Determinants of Trade Flows and Financing International Trade
Effect of Economic Factors on International Flow of Funds
Hosts of macro and micro economic factors have a great impact on the international flow of funds i.e. international trade. Factors such as inflation, national income, government restrictions, and exchange rates heavily influence the international trade flows. Increase in inflation will decrease the country’s exports and increase its imports thereby decreasing its current account.
Increase in the national income will also decrease the current account as imports increase. Government restrictions may reduce imports through instituting trade barriers, which may make other countries retaliate by imposing their own restrictions. The result is a decrease in the international flow of trade and funds.
When a nation’s currency begins to increase in value, it will import more causing its current account to decrease. For instance, if the US currency increases in value, imports are bound to increase in amount while exports decrease. The result is a decline in the country’s current account and subsequently a decrease in its international trade participation.

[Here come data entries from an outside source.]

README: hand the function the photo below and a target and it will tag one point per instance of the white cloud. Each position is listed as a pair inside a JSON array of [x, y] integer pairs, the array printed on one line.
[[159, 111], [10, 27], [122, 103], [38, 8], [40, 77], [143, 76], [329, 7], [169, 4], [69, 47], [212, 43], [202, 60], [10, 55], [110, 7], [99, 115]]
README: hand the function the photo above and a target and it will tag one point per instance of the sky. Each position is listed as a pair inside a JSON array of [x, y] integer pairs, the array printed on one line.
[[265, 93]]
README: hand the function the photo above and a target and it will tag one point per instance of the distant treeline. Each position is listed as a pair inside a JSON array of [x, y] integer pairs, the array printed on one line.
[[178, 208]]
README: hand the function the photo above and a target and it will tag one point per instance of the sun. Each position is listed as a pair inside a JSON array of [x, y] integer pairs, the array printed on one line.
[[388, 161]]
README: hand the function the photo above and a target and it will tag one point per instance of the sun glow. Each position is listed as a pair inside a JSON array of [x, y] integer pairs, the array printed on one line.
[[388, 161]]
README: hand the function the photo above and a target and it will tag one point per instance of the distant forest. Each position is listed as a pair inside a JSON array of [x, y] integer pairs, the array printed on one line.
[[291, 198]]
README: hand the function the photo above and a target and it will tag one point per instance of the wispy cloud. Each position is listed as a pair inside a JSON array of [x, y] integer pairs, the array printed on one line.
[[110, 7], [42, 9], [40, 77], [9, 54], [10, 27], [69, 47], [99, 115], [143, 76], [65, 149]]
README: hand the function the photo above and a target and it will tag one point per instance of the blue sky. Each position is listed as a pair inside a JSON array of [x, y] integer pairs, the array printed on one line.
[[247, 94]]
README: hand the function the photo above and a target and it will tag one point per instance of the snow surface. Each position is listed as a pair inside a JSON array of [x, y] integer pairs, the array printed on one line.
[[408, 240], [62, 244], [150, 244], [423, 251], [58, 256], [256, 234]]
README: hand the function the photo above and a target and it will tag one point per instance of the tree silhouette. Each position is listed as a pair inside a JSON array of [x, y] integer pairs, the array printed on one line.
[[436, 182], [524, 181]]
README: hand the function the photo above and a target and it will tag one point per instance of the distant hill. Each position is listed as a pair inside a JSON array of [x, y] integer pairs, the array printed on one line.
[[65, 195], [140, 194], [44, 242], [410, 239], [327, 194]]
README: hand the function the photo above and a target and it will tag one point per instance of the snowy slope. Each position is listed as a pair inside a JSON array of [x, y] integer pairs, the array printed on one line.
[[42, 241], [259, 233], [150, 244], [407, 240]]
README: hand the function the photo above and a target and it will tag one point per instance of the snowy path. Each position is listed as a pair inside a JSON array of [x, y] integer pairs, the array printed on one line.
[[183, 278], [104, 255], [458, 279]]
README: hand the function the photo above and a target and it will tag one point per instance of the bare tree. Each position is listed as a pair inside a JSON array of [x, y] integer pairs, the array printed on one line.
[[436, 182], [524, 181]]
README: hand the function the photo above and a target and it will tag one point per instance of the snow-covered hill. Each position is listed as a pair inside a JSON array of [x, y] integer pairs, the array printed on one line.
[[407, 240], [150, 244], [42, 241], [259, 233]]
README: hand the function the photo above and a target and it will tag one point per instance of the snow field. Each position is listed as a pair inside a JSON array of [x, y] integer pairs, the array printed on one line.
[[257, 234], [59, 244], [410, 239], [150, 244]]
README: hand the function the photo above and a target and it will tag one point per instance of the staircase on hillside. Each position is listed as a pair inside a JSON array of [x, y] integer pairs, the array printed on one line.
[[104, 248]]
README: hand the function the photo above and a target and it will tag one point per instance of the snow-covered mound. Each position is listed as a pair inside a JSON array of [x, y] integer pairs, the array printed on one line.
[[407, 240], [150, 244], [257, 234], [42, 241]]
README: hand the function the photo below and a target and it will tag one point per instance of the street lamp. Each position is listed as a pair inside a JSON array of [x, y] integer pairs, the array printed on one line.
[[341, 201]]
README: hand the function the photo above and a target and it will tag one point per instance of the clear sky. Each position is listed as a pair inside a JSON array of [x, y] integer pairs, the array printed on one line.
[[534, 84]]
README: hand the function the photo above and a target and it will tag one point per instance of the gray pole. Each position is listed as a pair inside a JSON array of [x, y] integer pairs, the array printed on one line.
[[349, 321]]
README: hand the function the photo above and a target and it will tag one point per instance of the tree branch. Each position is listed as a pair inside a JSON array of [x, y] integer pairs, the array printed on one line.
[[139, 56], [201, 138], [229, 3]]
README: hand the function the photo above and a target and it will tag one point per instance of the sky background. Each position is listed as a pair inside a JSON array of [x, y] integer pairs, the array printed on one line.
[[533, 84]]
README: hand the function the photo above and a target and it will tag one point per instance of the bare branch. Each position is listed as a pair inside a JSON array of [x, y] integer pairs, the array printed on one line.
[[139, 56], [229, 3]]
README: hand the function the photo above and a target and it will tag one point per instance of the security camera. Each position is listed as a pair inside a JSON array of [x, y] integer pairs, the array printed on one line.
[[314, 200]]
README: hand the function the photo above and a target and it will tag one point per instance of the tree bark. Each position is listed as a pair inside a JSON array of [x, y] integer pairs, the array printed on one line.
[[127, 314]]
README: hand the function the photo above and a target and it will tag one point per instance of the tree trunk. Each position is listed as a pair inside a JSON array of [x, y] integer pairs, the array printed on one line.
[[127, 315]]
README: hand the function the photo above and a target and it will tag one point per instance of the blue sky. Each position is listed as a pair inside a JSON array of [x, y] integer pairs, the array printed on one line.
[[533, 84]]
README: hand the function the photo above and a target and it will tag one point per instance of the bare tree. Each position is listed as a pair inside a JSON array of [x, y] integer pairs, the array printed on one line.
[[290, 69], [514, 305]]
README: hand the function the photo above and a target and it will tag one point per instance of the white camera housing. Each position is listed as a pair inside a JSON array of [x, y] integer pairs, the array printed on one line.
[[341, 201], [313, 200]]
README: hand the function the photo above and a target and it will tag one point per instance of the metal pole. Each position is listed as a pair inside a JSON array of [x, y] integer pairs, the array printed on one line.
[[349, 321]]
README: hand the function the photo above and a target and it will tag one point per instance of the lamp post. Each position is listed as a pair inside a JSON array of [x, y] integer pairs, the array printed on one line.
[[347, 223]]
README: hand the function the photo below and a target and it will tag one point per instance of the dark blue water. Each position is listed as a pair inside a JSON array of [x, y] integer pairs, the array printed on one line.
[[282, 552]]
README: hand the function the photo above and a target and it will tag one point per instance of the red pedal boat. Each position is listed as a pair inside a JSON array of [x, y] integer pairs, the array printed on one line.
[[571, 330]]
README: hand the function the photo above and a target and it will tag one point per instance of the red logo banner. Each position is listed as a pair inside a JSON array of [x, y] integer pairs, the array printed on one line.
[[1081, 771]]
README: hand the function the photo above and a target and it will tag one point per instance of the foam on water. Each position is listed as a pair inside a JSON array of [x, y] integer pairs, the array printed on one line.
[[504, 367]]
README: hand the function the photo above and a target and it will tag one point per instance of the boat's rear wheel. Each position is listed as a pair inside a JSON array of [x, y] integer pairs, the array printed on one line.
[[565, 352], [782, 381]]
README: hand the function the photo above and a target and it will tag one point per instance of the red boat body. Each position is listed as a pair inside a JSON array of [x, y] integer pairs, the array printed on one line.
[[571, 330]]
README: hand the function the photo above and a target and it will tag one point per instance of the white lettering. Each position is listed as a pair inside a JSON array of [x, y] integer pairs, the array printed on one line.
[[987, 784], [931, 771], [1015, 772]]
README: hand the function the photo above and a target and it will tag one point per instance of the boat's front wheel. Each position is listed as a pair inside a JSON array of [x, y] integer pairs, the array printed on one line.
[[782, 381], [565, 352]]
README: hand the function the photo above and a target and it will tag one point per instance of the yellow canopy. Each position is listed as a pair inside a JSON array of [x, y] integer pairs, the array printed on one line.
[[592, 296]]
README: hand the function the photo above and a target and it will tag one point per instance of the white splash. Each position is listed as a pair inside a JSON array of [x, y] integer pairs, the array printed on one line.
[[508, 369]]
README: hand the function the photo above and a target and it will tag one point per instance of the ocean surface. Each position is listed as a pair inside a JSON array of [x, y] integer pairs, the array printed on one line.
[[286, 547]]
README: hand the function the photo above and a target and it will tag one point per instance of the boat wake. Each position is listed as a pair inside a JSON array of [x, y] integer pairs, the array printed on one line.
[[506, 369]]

Advantages of Global Source Funding
One of the biggest benefits of global source funding is the cost savings associated with the process. Product differentiation is no longer as remarkable as it was a couple of years ago especially because of globalization. Now, a greater emphasis is placed on price competition, which makes the cost savings of the global source funding integral for the multinational companies.
Multinational companies also have the possibility of capitalizing on capabilities that are unavailable domestically. These capabilities will enable the company to improve the quality of its products and ensuring that they are available worldwide. Greater technical capabilities improve the competitive position of the multinational in the global market.
The source of funding I would select would be global sourcing. The currency will be denominated in American dollars because it is stronger than the Mexican currency. The strong performance of the dollar will mean that the firm can realize immense savings through exchange rates.